Published 12/11/2024, 09:54 PM
Updated 12/11/2024, 11:50 PM
© Reuters. FILE PHOTO: A China yuan note is seen in this illustration photo May 31, 2017.     REUTERS/Thomas White/Illustration/File Photo

By Summer Zhen

HONG KONG (Reuters) -The yuan came under renewed pressure against the dollar on Thursday, giving up some initial gains as markets reflected on a Reuters report that China may weaken the yuan to weather the risk of U.S. trade tariffs.

At 0400 GMT, the yuan was 0.03% lower at 7.2637 to the dollar after trading in a range of 7.2565 to 7.2677.

Reuters reported on Wednesday, citing sources, that China's top leaders and policymakers are considering allowing the yuan to weaken in 2025 as they brace for higher U.S. tariffs when Donald Trump returns to the White House.

The yuan and currencies across Asia fell on the dollar following the news on Wednesday.

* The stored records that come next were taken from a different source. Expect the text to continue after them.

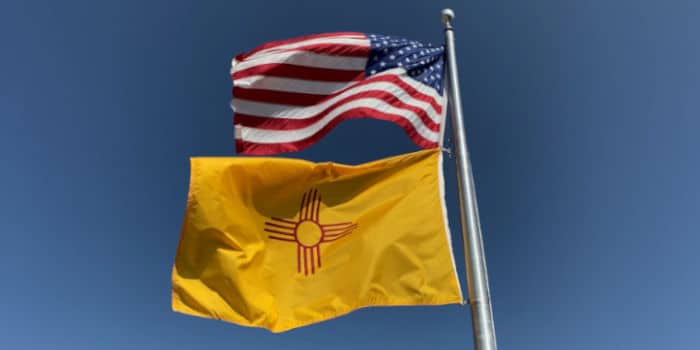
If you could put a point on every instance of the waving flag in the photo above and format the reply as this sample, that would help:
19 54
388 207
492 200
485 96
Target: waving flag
288 94
282 243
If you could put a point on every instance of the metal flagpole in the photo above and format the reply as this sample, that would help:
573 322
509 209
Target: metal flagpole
477 277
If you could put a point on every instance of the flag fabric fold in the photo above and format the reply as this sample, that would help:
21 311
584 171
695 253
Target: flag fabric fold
281 243
288 94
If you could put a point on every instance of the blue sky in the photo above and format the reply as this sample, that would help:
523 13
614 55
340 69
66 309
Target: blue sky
582 120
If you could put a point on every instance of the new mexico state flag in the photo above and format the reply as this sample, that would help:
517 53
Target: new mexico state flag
281 243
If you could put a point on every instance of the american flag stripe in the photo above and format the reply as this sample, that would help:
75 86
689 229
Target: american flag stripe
354 39
301 72
288 94
306 59
389 83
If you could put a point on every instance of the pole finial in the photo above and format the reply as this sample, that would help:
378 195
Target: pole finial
447 17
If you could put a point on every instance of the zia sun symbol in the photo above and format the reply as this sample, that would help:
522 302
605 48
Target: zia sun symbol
307 232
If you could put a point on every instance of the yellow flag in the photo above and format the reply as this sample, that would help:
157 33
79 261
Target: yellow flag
281 243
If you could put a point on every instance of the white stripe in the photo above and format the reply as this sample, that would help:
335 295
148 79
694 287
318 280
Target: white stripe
266 136
294 112
443 206
357 40
290 85
304 58
323 87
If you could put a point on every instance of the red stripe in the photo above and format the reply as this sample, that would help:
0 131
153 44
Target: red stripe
299 72
244 147
282 123
281 97
301 99
294 40
335 49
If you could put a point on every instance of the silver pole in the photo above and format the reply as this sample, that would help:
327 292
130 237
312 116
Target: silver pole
477 277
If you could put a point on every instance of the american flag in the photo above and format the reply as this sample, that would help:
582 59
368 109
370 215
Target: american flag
288 94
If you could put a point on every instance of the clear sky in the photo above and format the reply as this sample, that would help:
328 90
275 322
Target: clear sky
582 120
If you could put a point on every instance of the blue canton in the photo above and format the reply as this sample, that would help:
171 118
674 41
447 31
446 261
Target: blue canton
423 63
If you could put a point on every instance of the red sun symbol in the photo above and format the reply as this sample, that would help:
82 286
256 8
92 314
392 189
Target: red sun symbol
307 232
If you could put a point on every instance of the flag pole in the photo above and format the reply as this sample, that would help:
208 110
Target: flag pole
477 277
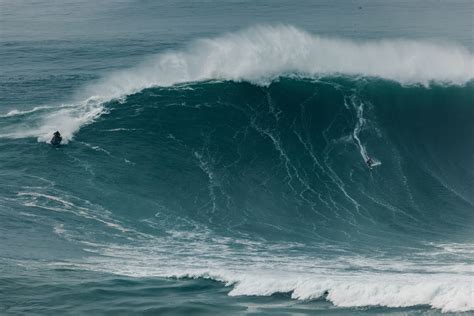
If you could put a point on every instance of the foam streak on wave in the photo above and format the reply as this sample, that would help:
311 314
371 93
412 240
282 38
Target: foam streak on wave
258 55
263 53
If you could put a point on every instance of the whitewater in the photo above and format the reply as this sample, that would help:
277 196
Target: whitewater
227 174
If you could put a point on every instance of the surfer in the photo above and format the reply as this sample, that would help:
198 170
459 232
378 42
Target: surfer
56 140
370 163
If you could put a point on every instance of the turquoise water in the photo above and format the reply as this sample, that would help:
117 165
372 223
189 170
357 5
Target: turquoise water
213 159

Adding to the pressure on the currency, Chinese long-term yields fell to record lows on monetary easing expectations, widening the yield disadvantage against the U.S. to the biggest level in 22 years.

Prior to the market opening, the People's Bank of China set the midpoint rate, around which the yuan is allowed to trade in a 2% band, at 7.1854 per dollar, little changed from the previous session and 584 pips firmer than a Reuters' estimate.

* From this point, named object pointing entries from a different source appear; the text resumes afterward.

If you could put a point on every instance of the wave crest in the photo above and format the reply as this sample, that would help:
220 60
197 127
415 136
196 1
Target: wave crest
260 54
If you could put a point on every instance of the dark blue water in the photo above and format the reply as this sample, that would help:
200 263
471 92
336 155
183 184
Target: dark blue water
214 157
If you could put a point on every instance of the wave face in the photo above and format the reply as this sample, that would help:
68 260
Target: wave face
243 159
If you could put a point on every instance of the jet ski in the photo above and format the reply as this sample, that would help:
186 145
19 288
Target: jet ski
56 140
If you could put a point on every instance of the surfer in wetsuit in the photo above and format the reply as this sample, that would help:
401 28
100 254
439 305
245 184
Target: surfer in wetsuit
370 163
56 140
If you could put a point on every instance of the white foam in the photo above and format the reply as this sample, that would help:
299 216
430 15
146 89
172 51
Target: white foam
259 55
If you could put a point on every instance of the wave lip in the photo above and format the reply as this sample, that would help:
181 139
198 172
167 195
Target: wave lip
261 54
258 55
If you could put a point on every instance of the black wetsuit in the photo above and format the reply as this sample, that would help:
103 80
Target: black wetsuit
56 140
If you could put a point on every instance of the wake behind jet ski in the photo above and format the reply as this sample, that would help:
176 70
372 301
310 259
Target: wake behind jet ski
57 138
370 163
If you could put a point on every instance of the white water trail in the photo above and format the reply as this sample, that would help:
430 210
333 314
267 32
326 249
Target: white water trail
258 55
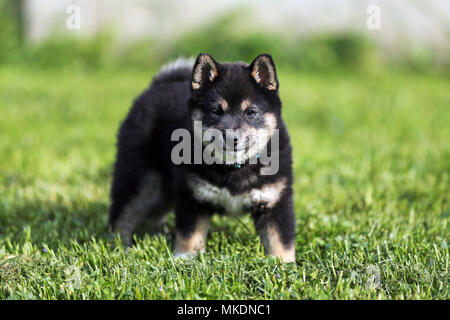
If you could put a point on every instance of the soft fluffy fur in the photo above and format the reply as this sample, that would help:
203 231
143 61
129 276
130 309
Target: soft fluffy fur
147 184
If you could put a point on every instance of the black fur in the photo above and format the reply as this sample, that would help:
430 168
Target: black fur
144 145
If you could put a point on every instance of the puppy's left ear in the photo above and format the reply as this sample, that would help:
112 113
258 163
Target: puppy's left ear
206 70
262 70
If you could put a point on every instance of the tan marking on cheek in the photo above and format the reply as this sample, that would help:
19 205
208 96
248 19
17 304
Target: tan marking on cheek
270 122
273 245
245 104
195 242
223 104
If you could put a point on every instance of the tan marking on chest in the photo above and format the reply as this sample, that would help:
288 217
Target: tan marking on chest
268 195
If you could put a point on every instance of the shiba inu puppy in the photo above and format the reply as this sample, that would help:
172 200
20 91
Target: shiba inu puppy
154 173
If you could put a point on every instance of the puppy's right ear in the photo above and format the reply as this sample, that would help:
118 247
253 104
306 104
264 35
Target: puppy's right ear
205 71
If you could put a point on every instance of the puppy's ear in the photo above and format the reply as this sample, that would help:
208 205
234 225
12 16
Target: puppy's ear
262 70
205 71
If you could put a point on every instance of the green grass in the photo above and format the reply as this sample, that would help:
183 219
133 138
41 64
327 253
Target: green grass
372 164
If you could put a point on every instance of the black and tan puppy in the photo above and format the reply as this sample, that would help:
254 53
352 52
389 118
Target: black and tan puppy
153 175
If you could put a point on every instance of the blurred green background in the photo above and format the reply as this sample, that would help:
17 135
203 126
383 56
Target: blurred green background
370 134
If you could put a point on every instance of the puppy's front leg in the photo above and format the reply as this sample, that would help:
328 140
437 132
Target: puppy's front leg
191 232
276 227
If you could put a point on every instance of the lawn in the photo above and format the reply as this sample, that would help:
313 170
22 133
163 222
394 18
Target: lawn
371 161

Currency traders are also waiting for the outcome of a key economic policy meeting for a clearer picture of monetary and fiscal easing plans next year.

In an article that followed the Reuters report, Financial News, the PBOC's publication, said the foundation for a "basically stable" yuan exchange rate remains "solid," and that the currency is likely to stabilise and strengthen towards the end of this year. That helped the yuan claw back some of its losses.

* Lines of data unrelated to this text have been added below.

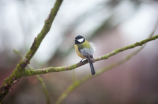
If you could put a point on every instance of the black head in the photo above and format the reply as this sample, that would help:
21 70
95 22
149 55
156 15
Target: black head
79 39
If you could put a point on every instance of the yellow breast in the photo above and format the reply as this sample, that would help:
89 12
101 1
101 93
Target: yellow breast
78 52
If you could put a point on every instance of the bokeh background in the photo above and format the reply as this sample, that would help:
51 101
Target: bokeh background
109 24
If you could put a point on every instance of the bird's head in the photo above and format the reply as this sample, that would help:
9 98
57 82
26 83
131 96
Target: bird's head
79 39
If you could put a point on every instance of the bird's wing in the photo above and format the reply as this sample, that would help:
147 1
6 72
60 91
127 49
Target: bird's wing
80 47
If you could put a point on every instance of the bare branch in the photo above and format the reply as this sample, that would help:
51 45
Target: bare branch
74 66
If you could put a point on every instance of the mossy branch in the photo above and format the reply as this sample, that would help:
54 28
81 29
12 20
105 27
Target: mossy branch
19 70
74 66
39 79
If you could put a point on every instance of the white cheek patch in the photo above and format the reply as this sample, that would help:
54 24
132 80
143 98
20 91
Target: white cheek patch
80 40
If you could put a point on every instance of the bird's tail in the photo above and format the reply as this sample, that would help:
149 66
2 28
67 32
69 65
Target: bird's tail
92 67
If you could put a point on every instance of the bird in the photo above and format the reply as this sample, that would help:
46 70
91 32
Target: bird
85 50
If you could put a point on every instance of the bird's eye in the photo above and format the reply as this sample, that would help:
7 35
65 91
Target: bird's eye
80 40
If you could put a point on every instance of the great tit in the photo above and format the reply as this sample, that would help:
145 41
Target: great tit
85 50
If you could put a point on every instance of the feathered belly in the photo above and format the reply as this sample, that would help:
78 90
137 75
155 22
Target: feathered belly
78 52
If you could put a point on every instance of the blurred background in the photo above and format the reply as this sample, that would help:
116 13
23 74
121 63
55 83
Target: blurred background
109 24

HSBC analysts said markets should wait for a statement from the Central Economic Work Conference, an annual meeting of Communist Party leaders, to confirm whether there is a shift in Beijing's yuan stance.

Rong Ren Goh, a portfolio manager in the fixed income team at Eastspring Investments said "it is unsurprising that Chinese authorities are considering the option of allowing currency weakening," as a tool to offset the impact of tariffs.

However, he expects a controlled, gradual adjustment of the yuan rather than a sharp, unchecked depreciation that could destabilise financial markets.

© Reuters. FILE PHOTO: A China yuan note is seen in this illustration photo May 31, 2017.     REUTERS/Thomas White/Illustration/File Photo

The Chinese currency has depreciated for 10 straight weeks, weighed by U.S. President-elect Trump's tariff threats and monetary policy divergence between China and the United States.

The offshore yuan traded at 7.2661 yuan per dollar, up about 0.19% in Asian trade.